Haruhiro sighed. “Blaming it on dry skin, huh?”

“What do you have against me saying my own skin is bad!? You my evil mother-in-law or something!?”

“Uhh… what?”

“Quit pretending! You wanna fight me!?”

“Isn’t attacking Steelbone and Capomorti at the same time pretty much the same as declaring open war on the orcs?” Haruhiro asked instead.

“Oh, so you’re ignoring me now, eh. And didn’t you know? We humans are already in a state of war against the orcs and undead. Have been since forever ago.”

“Yeah, I got the idea, but it’s just been skirmishes here and there. Nothing really huge,” Haruhiro pointed out.

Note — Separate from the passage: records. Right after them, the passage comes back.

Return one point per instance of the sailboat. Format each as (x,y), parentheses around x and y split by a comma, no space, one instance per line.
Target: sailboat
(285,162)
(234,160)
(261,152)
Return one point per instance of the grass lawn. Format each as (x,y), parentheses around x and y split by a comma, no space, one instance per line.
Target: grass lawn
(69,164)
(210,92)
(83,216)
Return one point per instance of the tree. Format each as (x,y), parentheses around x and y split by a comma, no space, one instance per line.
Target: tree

“We attack each other whenever we get the chance if that’s what you mean by skirmish. Orcs attacked Altana a while back, didn’t they?” Ranta said.

“Oh yeah… Ishh Dogrann? I think was his name. The guy Renji killed.”

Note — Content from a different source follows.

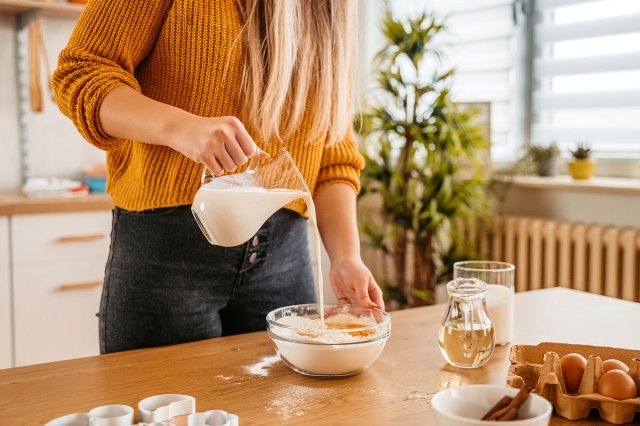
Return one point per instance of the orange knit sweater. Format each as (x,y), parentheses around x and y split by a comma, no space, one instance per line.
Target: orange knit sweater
(174,52)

“Yeah. This operation is probably partially in retaliation for that attack. At least originally. But this time, it’s not just some casual poke to annoy them, Altana’s army is serious about retaking and holding the fortress. They already failed to hold the fortress a number of times so I guess they’ve decided to stop repeating the same mistake.”

Ranta laughed haughtily as if he was some sort of master strategist, schooled in the military practices of Altana’s regular army. The more Ranta explained though, the more it seemed like open war to Haruhiro.

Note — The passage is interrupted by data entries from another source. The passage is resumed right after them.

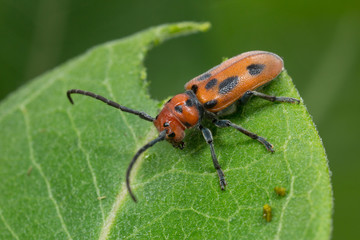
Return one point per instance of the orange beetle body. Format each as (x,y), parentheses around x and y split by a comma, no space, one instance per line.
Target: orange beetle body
(205,96)
(216,90)
(223,85)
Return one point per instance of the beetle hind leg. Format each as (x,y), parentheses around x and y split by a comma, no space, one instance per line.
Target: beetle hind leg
(228,123)
(209,139)
(270,98)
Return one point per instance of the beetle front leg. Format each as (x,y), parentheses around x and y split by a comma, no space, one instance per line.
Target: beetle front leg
(227,123)
(209,139)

“Sounds like a pretty dangerous move. It’s not just Crimson Moon that’ll be attacking the fortress, right?” Haruhiro asked.

“Nah. Of course the regular army will be there too. They’re the main force; we reserve force members are just supporting them. Are you retarded or something Haruhiro? Use your head a little. Quit looking sleepy all the time and wake up, Haru-Heroine.”

“Quit making fun of my looks or I’ll backstab you. And what the hell is a Haru-Heroine?”

“You just don’t get my jokes, do you, Haru-Helium.”

“Ranta, I swear I’m gonna…”

“Um…” Mogzo interrupted. “How many? I mean… how many people are participating in the operation?”

“How many?” Ranta stroked his chin. “Let’s see… about five or six hundred from the regular army plus a hundred to a hundred fifty from Crimson Moon for Capomorti. The fighting looks like it’s going to be tougher at Steelbone so I heard that Souma’s Daybreakers, the Red Devils, Dak’s Berserkers, Taiman Max’s Iron Knuckles, and Shinohara’s Orion clans will all be over there. Crazy, ain’t it? It’s almost like they’re saying small fry aren’t needed there because we’d just get in the way and die.”

Why Ranta just had to add that last bit of information even though it was completely superfluous, Haruhiro could guess. Ranta was thinking that the tough fight was going to be at Steelbone, while Capomorti would be taken down with ease. He probably even thought that maybe Capomorti would surrender as soon as Altana’s army and Crimson Moon marched up to the gates.

“Anyways!” Ranta had his arms twisted together again and was making his snake head hands snap at each other. “An entire gold! It’s decided then! We’re gonna do it! Let’s go get ourselves signed up right now! There’s only three more days before the deadline so gotta strike while the iron’s hot or some phrase like that. Whatever! Let’s head over to headquarters!”

“H-hold on…” Mogzo beat Haruhiro to it. “Shouldn’t we at least ask the others?”

“Whaaaaaaaat!? WHY!? Who cares about them? About that? The convo’s gonna be, ‘We gonna do it?’ ‘Yeah, let’s do it’ ‘Okay go’ and everyone’s gonna agree so no worries! They’re just girls, too!”

“No, you can’t just assume that,” Haruhiro said, rubbing the back of his neck. “Let’s get everyone together tonight and talk it over. Besides, we’ve still got plenty of time before the deadline.”

Ranta frowned, exhaling noisily through his nose. “Fiiine. Whatever.”